Tuesday, October 28, 2014

99 Clojure Problems – 49: Gray Code

"An n-bit Gray code is a sequence of n-bit strings constructed according to certain rules. For example:

n = 1: C(1) = ("0", "1").
n = 2: C(2) = ("00", "01", "11", "10").
n = 3: C(3) = ("000", "001", "011", "010", "110", "111", "101", "100").

Find out the construction rules and write a function to generate Gray codes. See if you can use memoization to make the function more efficient."

Example/Test

deftest gray-2
  (is (= ["00" "01" "11" "10"] (gray 2))))

(deftest gray-3
  (is (= ["000" "001" "011" "010" "110" "111" "101" "100"] (gray 3))))

Discussion

I did not work out the construction rules myself but simply looked at Wikipedia. I recommend to read the relevant article yourself before continuing. Based on my reading I came up with two solutions.

The first solution follows the name giving generative principle of forming new lists of gray codes by reflecting existing sublists. Or more precisely from Wikipedia:

"The binary-reflected Gray code list for n bits can be generated recursively from the list for n−1 bits by reflecting the list (i.e. listing the entries in reverse order), concatenating the original list with the reversed list, prefixing the entries in the original list with a binary 0, and then prefixing the entries in the reflected list with a binary 1"

This lead to an immediate translation into code based on strings as can be seen on Github.

Adding memoization as requested by the exercise is very easy in Clojure as there is a dedicated memoize function that returns a memoized version for a referentially transparent function.

Leaving aside the inefficiencies of this solution there is a more immediate problem with this implementation because it is not "stack safe". That means for every recursive step a new stack frame will be created and the code will only unwind the stack when it has reached the exit condition leading to a stack overflow for deep recursive calls. Using the gray code example, depending on your VM configuration and whether or not you are using memoization, you start running into trouble around 20 bits or so.

The second solution is based on the gray code conversion algorithm whereby you convert binary to gray code by xor'ing the binary number with itself right shifted by one. The only complication is that you have to calculate the range of possible numbers first. This is 2^n where n is the number of bits you want to support in your gray code encoding.

You calculate an exponent in Clojure by literally multiplying the number as many times as the exponent states:

(reduce * (repeat n 2))
or use a library like numeric-tower that features an exponent function.
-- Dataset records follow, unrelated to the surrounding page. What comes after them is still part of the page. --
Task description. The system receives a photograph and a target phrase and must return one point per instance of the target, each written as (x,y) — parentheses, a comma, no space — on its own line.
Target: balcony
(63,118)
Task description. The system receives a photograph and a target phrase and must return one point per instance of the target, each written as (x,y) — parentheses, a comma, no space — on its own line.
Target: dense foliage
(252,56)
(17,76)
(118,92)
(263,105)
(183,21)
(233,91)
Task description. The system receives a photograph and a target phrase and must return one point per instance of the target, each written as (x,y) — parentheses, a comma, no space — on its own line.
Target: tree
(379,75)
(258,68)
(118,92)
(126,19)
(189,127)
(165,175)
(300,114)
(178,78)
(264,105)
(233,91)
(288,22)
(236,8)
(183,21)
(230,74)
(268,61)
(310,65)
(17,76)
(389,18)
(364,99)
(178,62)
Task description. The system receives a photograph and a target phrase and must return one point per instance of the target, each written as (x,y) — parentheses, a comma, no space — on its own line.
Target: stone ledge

To create the identical output as the string based version I used the common lisp formatting build into clojure.pprint:
(cl-format nil (str "~" n "'0b") %)
This allows me to print the binary/gray code elegantly left padded with zeros. Alternatively you could use Java interop with String.format and Long.toBinaryString.

There is probably more to be said about gray code and there are more efficient solutions. The two main takeaways here on the language level are how easy it is in Clojure to create a memoized function and the possibility to use Common Lisp formatting instead of Java's if it seems more appropriate.